The American Heart Journal study involved 198 patients who underwent primary PCI for ST-segment elevation myocardial infarction (STEMI). All patients received dual oral antiplatelet therapy with aspirin 300 mg and clopidogrel 300 mg (n=81) or 600 mg (n=117) before PCI.
The findings revealed that the median infarct size, which was assessed with delayed-enhancement imaging, was significantly smaller in the 600 mg group than in the 300 mg group, at 17.3% versus 21.7% (p=0.03).

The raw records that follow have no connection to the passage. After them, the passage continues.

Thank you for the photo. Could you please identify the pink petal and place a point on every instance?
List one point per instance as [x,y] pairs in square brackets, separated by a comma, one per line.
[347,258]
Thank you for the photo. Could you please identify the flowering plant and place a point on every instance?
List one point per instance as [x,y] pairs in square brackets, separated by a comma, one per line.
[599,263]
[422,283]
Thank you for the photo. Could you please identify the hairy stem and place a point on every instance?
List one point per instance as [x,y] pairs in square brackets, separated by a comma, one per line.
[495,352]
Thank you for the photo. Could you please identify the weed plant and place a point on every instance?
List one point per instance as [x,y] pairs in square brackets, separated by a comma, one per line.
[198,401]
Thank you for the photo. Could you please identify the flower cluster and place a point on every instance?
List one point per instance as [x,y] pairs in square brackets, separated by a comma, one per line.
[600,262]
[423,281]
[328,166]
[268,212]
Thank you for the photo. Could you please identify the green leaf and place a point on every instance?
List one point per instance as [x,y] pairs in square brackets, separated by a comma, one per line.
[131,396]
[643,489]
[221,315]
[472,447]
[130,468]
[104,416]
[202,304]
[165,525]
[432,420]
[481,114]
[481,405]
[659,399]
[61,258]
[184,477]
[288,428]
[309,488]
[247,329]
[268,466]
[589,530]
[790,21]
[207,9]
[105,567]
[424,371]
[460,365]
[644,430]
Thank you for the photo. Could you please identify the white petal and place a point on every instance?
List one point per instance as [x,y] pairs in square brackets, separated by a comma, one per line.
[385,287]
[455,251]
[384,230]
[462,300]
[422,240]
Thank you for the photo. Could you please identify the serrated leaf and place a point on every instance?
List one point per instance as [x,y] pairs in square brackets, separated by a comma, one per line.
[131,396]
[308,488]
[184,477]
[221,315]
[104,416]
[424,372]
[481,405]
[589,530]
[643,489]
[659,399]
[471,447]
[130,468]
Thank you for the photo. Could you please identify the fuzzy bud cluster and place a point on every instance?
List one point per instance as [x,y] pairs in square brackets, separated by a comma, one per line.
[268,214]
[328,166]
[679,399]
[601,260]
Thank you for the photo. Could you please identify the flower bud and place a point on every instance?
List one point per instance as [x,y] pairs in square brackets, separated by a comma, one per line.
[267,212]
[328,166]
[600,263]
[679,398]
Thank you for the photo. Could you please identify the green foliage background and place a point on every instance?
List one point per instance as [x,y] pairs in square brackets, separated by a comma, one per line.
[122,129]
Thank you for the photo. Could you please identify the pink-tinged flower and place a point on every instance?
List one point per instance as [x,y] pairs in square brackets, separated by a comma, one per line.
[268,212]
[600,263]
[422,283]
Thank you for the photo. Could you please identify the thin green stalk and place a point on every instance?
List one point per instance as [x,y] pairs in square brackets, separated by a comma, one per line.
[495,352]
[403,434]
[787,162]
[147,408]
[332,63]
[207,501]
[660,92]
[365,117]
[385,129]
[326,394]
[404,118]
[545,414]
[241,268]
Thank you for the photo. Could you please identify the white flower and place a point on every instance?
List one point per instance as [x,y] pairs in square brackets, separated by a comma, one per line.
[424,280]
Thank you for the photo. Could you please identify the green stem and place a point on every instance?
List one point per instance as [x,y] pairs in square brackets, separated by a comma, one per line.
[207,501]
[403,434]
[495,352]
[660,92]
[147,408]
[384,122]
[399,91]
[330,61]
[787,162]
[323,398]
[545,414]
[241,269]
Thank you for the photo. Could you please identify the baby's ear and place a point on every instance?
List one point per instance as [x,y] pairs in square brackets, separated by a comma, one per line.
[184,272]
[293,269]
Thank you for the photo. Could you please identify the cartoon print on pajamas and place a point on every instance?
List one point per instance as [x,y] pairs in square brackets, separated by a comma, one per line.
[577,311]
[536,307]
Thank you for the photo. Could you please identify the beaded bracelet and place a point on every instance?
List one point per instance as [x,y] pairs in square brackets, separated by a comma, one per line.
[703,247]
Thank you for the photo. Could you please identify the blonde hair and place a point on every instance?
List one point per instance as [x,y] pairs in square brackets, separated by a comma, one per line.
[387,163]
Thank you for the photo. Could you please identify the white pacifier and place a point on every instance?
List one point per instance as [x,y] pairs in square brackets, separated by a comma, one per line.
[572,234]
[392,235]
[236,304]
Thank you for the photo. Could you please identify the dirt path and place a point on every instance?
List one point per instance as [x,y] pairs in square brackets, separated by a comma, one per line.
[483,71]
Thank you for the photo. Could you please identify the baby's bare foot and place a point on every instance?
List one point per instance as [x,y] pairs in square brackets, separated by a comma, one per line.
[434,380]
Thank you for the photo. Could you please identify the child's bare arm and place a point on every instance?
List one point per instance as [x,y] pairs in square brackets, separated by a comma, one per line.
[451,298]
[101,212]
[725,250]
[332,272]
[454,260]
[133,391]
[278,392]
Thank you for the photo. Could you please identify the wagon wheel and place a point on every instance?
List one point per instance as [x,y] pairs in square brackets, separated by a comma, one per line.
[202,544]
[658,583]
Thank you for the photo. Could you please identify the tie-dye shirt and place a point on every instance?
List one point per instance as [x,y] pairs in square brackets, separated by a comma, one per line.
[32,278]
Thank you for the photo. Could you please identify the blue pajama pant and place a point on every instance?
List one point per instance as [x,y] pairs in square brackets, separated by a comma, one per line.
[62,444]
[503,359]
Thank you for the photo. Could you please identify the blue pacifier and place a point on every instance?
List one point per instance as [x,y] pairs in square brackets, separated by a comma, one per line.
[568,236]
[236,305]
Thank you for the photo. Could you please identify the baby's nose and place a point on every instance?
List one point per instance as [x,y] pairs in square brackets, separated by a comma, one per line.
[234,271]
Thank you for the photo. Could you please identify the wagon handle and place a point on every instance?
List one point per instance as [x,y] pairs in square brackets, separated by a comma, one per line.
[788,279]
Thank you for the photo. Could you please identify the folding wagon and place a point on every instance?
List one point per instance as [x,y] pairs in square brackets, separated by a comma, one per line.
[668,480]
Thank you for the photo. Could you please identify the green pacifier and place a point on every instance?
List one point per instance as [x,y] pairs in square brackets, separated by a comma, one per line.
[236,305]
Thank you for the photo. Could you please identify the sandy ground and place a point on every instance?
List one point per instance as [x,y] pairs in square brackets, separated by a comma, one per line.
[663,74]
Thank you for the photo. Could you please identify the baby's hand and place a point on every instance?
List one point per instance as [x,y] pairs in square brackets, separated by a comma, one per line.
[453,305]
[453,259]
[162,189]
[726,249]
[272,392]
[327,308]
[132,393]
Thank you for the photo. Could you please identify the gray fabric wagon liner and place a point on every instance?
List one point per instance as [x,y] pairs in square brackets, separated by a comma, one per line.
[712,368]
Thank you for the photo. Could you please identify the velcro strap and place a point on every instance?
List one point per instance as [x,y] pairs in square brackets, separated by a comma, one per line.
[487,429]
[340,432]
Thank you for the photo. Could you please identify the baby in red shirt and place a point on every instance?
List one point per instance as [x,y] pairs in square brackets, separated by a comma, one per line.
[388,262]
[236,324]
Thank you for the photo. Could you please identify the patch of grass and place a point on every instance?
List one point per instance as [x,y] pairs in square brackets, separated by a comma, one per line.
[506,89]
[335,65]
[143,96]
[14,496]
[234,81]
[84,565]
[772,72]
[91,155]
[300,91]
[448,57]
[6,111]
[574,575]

Myocardial salvage index, which was calculated using the area at risk (quantified on T2-weighted images), was greater in the 600 mg group than in the 300 mg index, at 47.7 versus 32.0 (p<0.01).
Patients who received a 600 mg loading dose of clopidogrel also had significantly less microvascular obstruction, and a smaller number of segments with more than 75% of infarct transmurality than those who received 300 mg.
Multivariate analysis demonstrated that the use of a 600 mg loading dose of clopidogrel reduced the risk for a large infarct (percent infarct volume >18.5% of median infarct size) by 47%.
The associations between loading dose and infarct size, myocardial salvage index, and number of segments with more than 75% of infarct transmurality were still significant after propensity-score matching.
The authors say that pretreatment with clopidogrel has become the standard treatment for patients undergoing PCI because clopidogrel is an inactive drug and needs to be metabolized after oral administration, which results in a delayed onset of action.
However, at least 6 hours are required after a 300 mg dose for sufficient platelet inhibition and reduction of adverse cardiac events, they say. Therefore, they propose that a 600 mg dose could provide "more potent and quicker platelet inhibition."
"Our findings may explain the previously documented improved clinical outcomes after a 600 mg loading dose of clopidogrel," they conclude.